Y el tio se sacó su poya, un pedazo de tranca enorme y llena de pelos, y se colocó a horcajadas sobre mi hermana, su hija. Empuñó su poya y la puso entre las tetas de mi hermana, que apretó con fuerza con sus manazas, aprisionando su tranca. Empezó a agitarse delante y atrás, usando aquellas magnificas tetas como un coño sustituto. El gemia y mi hermana se mantenia del todo indiferente, mientras mi madre me sacudia la poya entre risitas.

– Anda Lucy, traete al chico, que nos vamos a correr los dos sobre Susan. ¡Dicen que el semen es genial para la piel!.-

Y así sin mas, mi madre me arrastró tirando de mi poya hacia mi hermana, y los dos nos corrimos a la vez sobre la muy guarra, él en su cuello, y yo sobre su cara. Entonces, mi hermana, sin más, se volvió a la piscina tras limpiarse un poco nuestra leche con la camiseta. Mi madre volvió a la cocina a seguir planchando, y mi padre y yo nos quedamos tumbados en mi habitación.

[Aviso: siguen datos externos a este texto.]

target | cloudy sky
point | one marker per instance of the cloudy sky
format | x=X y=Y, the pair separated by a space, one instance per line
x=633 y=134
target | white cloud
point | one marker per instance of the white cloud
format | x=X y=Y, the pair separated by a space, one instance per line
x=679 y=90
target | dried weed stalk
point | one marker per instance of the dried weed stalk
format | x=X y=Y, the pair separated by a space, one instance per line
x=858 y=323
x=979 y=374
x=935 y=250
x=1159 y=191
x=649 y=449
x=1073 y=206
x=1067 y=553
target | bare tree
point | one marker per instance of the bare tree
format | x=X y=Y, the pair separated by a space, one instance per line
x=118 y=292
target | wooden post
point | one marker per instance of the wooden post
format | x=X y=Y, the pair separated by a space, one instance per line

– ¿Qué chaval, que tal ha estado?.- Me preguntó mi padre sonriente.

– Pfffff, genial papá, gracias por convencerla.- Dije yo sinceramente agradecido.

– No ha sido nada.- Dijo el quitandole importancia.

– ¡ Que tetas, papá, pero que tetas¡.- Dije yo orgulloso de mi hermana.

– Jejejeje- Rió el mientras se levantaba para irse de nuevo a su despacho- ¡Pues si supieses como folla la muy puta!.-

( Adaptado libremente, —muy libremente— de una escena cómica)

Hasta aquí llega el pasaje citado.